The data is only going to used internally for our own "subsite ranking system", but I would like to show my users some basic data (page views, most popular pages etc) for their reference.
Lots of people block Google Analytics for privacy reasons.
Under-reporting by the client-side rig versus server-side eems to be the usual outcome of these comparisons.
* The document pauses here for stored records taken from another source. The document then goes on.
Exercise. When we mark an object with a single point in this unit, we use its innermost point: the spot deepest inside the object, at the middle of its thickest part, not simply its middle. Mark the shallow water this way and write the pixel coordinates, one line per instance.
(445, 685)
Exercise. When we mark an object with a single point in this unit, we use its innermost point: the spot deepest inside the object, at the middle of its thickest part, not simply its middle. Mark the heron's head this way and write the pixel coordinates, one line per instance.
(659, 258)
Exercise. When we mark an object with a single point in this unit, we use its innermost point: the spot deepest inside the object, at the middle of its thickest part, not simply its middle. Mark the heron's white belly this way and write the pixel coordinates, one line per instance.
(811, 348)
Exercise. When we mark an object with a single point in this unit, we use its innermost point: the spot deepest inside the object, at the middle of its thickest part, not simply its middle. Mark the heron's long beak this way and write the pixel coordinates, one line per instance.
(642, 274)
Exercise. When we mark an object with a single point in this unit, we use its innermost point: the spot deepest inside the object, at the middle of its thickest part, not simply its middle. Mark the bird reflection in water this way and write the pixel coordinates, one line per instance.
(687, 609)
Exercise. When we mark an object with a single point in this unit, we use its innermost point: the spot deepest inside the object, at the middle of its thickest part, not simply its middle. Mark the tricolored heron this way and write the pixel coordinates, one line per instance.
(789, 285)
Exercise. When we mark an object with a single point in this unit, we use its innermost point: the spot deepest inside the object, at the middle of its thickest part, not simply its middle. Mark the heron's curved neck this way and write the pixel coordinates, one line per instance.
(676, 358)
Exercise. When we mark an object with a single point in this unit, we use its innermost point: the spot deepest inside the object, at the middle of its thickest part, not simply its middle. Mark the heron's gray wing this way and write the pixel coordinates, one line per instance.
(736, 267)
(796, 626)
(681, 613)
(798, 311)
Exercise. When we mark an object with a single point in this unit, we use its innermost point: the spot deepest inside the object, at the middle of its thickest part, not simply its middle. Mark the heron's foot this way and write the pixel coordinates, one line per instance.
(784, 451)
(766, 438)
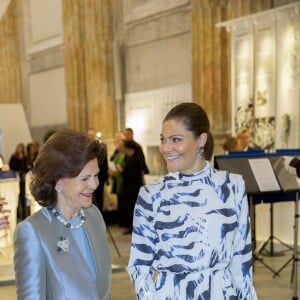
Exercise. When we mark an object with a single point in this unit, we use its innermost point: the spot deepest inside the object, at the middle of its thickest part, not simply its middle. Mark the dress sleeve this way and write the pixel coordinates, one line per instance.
(143, 247)
(29, 263)
(241, 264)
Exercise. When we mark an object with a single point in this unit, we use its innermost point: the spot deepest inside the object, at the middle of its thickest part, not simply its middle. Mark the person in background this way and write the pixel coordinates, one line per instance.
(103, 174)
(294, 167)
(231, 144)
(132, 181)
(118, 161)
(61, 251)
(1, 162)
(17, 163)
(191, 228)
(129, 134)
(3, 219)
(244, 140)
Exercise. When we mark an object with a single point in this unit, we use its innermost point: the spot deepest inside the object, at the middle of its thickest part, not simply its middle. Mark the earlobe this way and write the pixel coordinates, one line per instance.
(58, 187)
(202, 139)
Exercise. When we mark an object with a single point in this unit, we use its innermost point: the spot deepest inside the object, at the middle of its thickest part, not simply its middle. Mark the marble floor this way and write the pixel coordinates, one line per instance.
(268, 286)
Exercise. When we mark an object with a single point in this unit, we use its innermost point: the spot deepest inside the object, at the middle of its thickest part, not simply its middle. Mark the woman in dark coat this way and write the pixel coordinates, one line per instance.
(132, 181)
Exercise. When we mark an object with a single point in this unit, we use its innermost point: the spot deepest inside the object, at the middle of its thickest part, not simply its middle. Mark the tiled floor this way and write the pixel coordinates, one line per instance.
(267, 286)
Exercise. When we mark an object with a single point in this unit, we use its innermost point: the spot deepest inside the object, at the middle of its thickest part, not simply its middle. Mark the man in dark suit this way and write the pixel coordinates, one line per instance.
(103, 174)
(129, 137)
(294, 167)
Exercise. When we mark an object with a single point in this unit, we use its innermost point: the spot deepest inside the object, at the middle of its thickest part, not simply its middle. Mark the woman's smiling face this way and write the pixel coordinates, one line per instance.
(180, 147)
(78, 191)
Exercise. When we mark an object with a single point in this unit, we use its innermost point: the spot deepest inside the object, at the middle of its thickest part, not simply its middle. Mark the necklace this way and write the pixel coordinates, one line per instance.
(66, 223)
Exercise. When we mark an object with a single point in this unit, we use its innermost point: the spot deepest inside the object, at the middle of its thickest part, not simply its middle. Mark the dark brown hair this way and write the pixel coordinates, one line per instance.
(64, 154)
(195, 120)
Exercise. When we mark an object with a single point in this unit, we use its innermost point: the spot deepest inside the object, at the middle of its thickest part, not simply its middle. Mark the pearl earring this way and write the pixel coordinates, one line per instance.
(58, 188)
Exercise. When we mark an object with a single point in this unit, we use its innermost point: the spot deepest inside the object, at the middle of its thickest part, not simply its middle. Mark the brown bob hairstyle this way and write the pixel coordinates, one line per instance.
(63, 155)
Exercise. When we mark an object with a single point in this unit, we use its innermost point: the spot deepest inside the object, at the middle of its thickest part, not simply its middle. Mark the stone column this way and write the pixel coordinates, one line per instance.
(88, 65)
(10, 65)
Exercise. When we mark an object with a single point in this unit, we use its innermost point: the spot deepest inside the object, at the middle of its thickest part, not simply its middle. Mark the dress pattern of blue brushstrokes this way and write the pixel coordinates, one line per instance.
(192, 239)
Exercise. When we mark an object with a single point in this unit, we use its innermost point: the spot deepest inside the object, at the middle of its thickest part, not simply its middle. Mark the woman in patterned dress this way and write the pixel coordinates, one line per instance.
(191, 231)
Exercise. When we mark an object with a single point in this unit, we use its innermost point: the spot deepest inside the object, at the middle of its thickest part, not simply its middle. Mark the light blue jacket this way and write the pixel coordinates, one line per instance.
(42, 272)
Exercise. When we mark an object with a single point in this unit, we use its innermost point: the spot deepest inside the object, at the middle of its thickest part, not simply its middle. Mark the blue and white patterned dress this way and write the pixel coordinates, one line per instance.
(192, 239)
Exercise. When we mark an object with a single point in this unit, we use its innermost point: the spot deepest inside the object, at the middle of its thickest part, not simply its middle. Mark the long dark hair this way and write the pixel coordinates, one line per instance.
(196, 120)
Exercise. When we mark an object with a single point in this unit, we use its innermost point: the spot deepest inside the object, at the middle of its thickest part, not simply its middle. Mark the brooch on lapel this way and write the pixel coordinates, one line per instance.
(62, 245)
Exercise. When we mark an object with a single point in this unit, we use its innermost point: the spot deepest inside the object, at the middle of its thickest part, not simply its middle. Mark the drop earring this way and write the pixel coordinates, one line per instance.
(200, 152)
(58, 188)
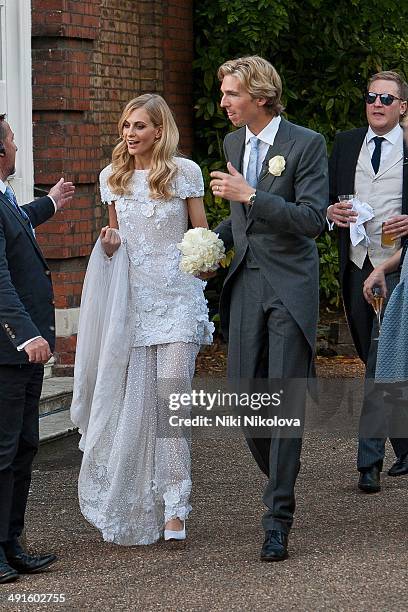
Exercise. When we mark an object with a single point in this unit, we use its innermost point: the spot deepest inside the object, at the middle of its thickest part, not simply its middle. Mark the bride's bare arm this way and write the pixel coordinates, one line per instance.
(109, 236)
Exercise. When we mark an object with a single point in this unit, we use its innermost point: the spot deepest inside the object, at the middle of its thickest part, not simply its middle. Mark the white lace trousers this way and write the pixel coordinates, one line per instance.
(133, 479)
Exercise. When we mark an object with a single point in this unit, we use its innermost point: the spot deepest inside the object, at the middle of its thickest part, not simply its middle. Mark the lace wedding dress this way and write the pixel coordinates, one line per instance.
(141, 323)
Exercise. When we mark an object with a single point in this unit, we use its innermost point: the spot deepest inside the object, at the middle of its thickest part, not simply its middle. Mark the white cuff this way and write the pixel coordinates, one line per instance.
(55, 205)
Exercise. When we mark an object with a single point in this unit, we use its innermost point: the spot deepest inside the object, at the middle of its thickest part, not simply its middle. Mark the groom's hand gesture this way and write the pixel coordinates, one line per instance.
(231, 186)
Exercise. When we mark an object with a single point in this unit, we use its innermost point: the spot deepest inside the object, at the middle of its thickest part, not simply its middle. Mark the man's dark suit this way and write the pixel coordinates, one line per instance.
(342, 171)
(26, 311)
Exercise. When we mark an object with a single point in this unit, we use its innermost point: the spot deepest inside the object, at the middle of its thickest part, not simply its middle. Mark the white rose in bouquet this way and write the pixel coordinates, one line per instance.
(201, 251)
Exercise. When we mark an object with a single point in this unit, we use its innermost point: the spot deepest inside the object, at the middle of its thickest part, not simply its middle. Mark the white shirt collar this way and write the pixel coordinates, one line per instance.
(391, 136)
(268, 134)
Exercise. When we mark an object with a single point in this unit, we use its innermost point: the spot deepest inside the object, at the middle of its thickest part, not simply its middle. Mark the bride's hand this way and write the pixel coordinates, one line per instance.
(206, 275)
(110, 240)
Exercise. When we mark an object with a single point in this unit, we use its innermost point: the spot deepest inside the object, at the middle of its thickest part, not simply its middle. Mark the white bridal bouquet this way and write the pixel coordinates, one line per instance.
(201, 250)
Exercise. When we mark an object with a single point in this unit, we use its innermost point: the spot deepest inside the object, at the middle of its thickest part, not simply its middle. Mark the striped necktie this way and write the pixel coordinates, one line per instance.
(252, 170)
(376, 156)
(9, 193)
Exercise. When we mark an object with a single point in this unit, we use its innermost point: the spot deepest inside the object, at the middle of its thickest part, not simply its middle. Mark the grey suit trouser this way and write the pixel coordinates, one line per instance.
(374, 416)
(266, 343)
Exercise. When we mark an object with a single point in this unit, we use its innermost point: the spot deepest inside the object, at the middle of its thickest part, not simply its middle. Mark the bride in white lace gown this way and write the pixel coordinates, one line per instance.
(141, 324)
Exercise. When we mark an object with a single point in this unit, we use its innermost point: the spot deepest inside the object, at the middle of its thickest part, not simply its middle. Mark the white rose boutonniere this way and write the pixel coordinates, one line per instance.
(277, 165)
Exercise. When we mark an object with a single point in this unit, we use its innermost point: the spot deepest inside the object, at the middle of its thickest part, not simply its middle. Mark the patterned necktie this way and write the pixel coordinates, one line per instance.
(9, 193)
(252, 170)
(376, 157)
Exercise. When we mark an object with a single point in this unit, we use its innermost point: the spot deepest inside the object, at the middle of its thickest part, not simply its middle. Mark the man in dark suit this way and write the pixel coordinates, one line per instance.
(27, 338)
(372, 162)
(269, 302)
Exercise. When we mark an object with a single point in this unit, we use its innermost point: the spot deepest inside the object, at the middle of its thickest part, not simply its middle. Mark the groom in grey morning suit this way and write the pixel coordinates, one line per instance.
(269, 302)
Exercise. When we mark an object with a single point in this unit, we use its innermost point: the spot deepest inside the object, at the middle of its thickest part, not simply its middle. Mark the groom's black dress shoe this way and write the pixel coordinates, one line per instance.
(275, 547)
(24, 563)
(7, 573)
(400, 467)
(369, 480)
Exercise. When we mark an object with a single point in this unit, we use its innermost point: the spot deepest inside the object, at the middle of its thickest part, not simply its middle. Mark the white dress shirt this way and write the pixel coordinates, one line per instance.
(3, 190)
(266, 139)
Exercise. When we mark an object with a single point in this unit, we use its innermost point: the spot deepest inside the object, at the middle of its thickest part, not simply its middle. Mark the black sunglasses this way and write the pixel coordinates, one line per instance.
(386, 99)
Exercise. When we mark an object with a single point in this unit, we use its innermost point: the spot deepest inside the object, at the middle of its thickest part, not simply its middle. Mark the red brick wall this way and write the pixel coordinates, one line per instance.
(90, 57)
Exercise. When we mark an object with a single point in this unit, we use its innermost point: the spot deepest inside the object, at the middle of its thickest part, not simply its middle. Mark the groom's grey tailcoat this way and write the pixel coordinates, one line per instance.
(288, 213)
(269, 303)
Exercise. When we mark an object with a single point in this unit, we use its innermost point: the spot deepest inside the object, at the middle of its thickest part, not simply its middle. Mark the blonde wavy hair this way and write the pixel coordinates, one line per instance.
(259, 77)
(163, 167)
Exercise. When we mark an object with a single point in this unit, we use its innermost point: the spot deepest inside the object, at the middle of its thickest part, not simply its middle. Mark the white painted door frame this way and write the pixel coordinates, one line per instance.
(16, 88)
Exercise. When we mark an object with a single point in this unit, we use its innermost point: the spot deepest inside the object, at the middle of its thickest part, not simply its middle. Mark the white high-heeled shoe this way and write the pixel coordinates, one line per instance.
(170, 534)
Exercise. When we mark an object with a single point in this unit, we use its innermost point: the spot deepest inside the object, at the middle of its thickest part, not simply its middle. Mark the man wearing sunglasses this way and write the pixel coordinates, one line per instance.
(372, 163)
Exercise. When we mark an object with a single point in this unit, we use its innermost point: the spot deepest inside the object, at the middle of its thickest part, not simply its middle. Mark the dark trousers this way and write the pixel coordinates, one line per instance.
(20, 390)
(265, 343)
(364, 329)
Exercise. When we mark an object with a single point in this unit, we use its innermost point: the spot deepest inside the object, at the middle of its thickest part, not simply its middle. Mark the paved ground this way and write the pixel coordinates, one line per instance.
(348, 551)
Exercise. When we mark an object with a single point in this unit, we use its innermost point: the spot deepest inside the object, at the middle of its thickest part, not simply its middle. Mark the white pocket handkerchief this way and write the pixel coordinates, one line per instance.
(357, 230)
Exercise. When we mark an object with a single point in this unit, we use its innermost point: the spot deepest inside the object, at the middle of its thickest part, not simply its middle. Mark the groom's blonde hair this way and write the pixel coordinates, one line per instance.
(259, 78)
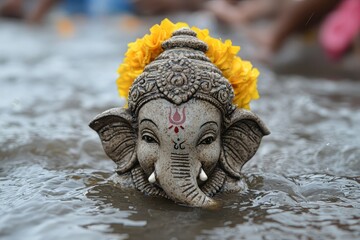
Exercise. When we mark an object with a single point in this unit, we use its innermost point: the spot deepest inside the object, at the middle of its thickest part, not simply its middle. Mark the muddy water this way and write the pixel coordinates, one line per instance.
(55, 181)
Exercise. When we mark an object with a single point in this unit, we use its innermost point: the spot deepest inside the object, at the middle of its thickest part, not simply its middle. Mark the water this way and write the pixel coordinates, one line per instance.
(55, 180)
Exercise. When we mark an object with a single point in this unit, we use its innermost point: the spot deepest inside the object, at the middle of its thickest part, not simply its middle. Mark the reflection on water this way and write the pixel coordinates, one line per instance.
(55, 181)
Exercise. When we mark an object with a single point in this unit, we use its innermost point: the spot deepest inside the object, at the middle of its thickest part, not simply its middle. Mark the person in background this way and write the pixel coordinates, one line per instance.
(290, 17)
(15, 8)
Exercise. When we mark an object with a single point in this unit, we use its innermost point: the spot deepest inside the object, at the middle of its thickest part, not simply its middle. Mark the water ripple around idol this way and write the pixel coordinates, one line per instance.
(56, 182)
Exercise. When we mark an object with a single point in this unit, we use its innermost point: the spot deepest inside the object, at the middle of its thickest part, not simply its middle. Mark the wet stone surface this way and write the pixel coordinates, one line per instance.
(55, 180)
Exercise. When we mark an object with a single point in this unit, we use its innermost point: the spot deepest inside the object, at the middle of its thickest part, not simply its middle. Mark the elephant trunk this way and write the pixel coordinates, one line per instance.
(178, 178)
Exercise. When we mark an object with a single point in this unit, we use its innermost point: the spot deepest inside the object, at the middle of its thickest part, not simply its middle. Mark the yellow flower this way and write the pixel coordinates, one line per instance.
(241, 74)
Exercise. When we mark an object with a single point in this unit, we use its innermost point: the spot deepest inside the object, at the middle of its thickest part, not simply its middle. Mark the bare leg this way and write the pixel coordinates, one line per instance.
(244, 11)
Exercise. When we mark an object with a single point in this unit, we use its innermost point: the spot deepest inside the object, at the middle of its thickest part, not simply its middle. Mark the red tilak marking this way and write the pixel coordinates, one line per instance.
(177, 119)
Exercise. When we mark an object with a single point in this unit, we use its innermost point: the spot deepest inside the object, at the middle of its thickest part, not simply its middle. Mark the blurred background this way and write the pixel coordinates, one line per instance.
(58, 63)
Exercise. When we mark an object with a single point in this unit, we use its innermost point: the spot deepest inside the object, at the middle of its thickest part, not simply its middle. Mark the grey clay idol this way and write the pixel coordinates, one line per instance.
(181, 137)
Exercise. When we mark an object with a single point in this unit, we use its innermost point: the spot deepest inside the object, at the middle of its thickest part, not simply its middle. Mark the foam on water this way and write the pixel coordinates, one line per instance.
(55, 180)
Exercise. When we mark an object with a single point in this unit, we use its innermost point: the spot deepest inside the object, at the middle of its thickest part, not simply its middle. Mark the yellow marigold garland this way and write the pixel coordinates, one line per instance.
(241, 74)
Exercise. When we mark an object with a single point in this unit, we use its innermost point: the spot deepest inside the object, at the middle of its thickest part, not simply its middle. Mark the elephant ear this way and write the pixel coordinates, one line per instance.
(241, 140)
(118, 137)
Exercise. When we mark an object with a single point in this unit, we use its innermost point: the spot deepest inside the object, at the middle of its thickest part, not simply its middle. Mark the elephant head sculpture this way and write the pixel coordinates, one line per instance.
(181, 137)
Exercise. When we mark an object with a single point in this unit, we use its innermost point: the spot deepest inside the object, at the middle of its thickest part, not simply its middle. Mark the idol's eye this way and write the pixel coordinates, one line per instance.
(149, 139)
(207, 140)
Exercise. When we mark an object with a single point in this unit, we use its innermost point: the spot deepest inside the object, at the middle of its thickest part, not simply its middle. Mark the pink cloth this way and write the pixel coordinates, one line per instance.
(340, 28)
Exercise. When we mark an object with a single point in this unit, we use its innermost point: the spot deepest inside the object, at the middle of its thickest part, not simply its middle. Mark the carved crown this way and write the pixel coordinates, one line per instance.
(180, 73)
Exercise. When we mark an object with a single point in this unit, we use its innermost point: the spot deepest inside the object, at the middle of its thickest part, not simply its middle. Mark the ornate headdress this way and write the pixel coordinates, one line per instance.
(177, 69)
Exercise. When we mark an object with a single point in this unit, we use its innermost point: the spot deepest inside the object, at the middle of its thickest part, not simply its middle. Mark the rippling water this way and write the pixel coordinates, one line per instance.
(55, 180)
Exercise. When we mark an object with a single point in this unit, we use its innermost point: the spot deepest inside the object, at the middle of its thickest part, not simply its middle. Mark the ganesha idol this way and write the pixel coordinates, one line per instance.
(181, 136)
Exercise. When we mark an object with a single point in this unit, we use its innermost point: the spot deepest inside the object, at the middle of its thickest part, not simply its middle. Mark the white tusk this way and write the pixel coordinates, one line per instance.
(152, 178)
(203, 176)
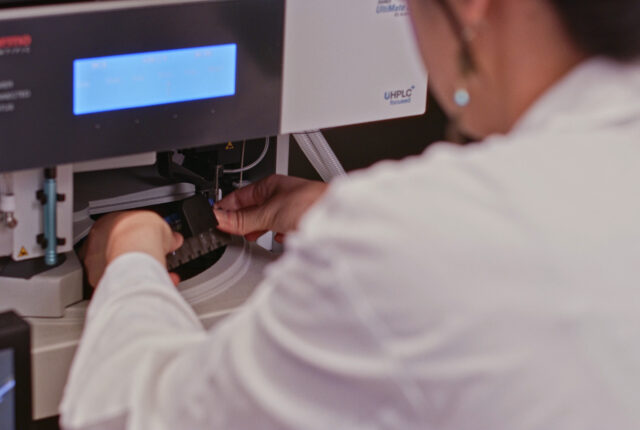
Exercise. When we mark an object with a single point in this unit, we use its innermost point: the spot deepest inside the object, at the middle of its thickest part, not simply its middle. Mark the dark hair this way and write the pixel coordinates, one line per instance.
(609, 28)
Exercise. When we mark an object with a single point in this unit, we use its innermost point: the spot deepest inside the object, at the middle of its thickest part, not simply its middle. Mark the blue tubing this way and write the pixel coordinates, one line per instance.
(50, 233)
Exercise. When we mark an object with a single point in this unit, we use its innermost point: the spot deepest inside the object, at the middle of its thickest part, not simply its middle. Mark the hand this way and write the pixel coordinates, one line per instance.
(276, 203)
(118, 233)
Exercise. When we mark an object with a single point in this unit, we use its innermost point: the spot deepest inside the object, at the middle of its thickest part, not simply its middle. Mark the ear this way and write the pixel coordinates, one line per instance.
(472, 12)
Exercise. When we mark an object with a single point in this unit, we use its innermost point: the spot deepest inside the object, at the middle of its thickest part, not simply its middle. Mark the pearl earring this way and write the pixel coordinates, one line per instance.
(461, 97)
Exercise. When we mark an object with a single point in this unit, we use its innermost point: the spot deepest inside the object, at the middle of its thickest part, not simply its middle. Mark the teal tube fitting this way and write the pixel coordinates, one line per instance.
(50, 233)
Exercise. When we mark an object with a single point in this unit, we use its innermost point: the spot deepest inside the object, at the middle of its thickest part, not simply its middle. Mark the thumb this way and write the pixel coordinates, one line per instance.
(243, 221)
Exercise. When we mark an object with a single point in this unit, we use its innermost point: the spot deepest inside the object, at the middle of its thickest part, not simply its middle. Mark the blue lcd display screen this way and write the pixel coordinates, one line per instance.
(153, 78)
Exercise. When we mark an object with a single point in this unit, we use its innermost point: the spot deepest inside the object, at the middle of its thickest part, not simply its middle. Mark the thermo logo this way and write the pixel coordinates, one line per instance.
(396, 97)
(15, 44)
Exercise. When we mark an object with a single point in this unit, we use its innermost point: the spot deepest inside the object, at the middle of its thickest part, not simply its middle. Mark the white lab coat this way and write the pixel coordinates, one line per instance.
(488, 287)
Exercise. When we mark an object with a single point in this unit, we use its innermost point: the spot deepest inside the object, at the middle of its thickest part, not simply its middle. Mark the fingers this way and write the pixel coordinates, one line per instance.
(175, 278)
(178, 240)
(252, 237)
(244, 221)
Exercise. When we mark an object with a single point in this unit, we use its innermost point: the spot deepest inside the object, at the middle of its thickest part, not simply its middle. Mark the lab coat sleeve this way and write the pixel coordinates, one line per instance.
(303, 353)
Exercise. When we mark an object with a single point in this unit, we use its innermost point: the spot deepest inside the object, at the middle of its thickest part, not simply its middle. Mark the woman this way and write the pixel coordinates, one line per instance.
(486, 287)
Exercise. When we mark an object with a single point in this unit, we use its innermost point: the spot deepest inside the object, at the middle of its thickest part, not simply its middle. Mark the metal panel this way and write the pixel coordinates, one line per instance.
(36, 77)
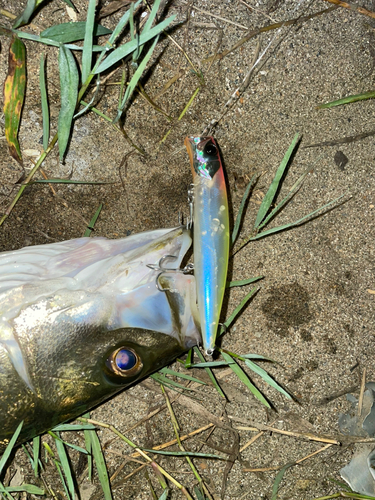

Here's how i've tried to reconcile the disparity when i've come across these studies:
Data Sources recorded in server-side collection but not client-side:
hits from
mobile devices that don't support javascript (this is probably a
significant source of disparity
between the two collection
techniques--e.g., Jan 07 comScore
study showed that 19% of UK
Internet Users access the Internet
from a mobile device)
hits from spiders, bots (which you
mentioned already)
Data Sources/Events that server-side collection tends to record with greater fidelity (much less false negatives) compared with javascript page tags:
hits from users behind firewalls,
particularly corporate
firewalls--firewalls block page tag,
plus some are configured to
reject/delete cookies.
hits from users who have disabled
javascript in their browsers--five
percent, according to the W3C
Data
hits from users who exit the page
before it loads. Again, this is a
larger source of disparity than you
might think. The most
frequently-cited study to
support this was conducted by Stone
Temple Consulting, which showed that
the difference in unique visitor
traffic between two identical sites
configured with the same web
analytics system, but which differed
only in that the js tracking code was
placed at the bottom of the pages
in one site, and at the top of
the pages in the other--was 4.3%
FWIW, here's the scheme i use to remove/identify spiders, bots, etc.:
monitor requests for our
robots.txt file: then of course filter all other requests from same
IP address + user agent (not all
spiders will request robots.txt of
course, but with miniscule error,
any request for this resource is
probably a bot.
compare user agent and ip addresses
against published lists: iab.net and
user-agents.org publish the two
lists that seem to be the most
widely used for this purpose
pattern analysis: nothing sophisticated here;
we look at (i) page views as a
function of time (i.e., clicking a
lot of links with 200 msec on each
page is probative); (ii) the path by
which the 'user' traverses out Site,
is it systematic and complete or
nearly so (like following a
back-tracking algorithm); and (iii)
precisely-timed visits (e.g., 3 am
each day).
Biggest reasons are users have to have JavaScript enabled and load the entire page as the code is often in the footer. Awstars, other serverside solutions like yours will get everything. Plus, analytics does a real good job identifying bots and scrapers.